A new apprenticeship scheme on the Isle of Wight will help talented young people train to become aerospace engineers. 

Subregional aircraft manufacturer Britten-Norman has introduced the new apprenticeship scheme in partnership with the Isle of Wight College, and the newest recruits have already started their course.

The new apprentices are benefiting from a unique collaboration with the Centre of Excellence for Composites, Advanced Manufacturing and Marine (CECAMM).

The course coincides with Britten-Norman opening its new production line at its Bembridge site last month.

It means the apprentices will be directly involved in the manufacture of new aircraft, the production of which has now returned to the UK for the first time since 1968.

The programme will see a cohort of Engineering Fitter Level 3 Apprentices embarking on a three-year apprenticeship program.

In addition to their time at Britten-Norman, weekly sessions at CECAMM are undertaken to enhance their practical abilities and immerse them in real-world aerospace engineering challenges.

Britten-Norman, known for its iconic Islander aircraft, has long offered apprenticeship schemes and this collaboration with CECAMM is the most recent example of engineering training offered to young people from the area.

Pete Dowers, new build manager at Britten-Norman said: “Having served 45 years with Britten-Norman and currently working on my 500th aircraft, I believe it’s important to pass my knowledge to the next generation and help them develop their own skills.

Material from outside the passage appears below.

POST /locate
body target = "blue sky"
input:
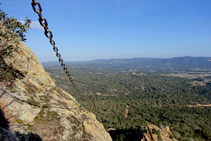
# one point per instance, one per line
(104, 29)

"In fact, I was fortunate to have been an apprentice at Britten-Norman myself, starting back in September, 1978.

"My apprenticeship shaped my career where I now manage our new aircraft builds on the production line at our Bembridge site.

"The apprentices had already been through their first year of training before they joined us and will spend three months in each of the ten different areas of the business, getting hands-on with everything from machinery and sheet metal through to flight controls and the paint shop.

"By the end of their three years, each apprentice will have gained a good understanding of the different areas of aircraft engineering to decide which they are most interested in pursuing as a career.

"As the sole commercial aircraft manufacturer in the UK, it’s important to have this apprenticeship scheme to make sure we have people with the right skills working in the business and can continue to build new aircraft on the Isle of Wight for many years to come.”

Isaac Turner, curriculum manager of digital and innovation, said: “We are looking forward to supporting the upcoming generation of engineering fitters through an apprenticeship scheme being run here at CECAMM.

"We are excited to collaborate with Britten Norman to fulfil the needs of their current and future apprentices.”

Plans are already underway to expand the programme.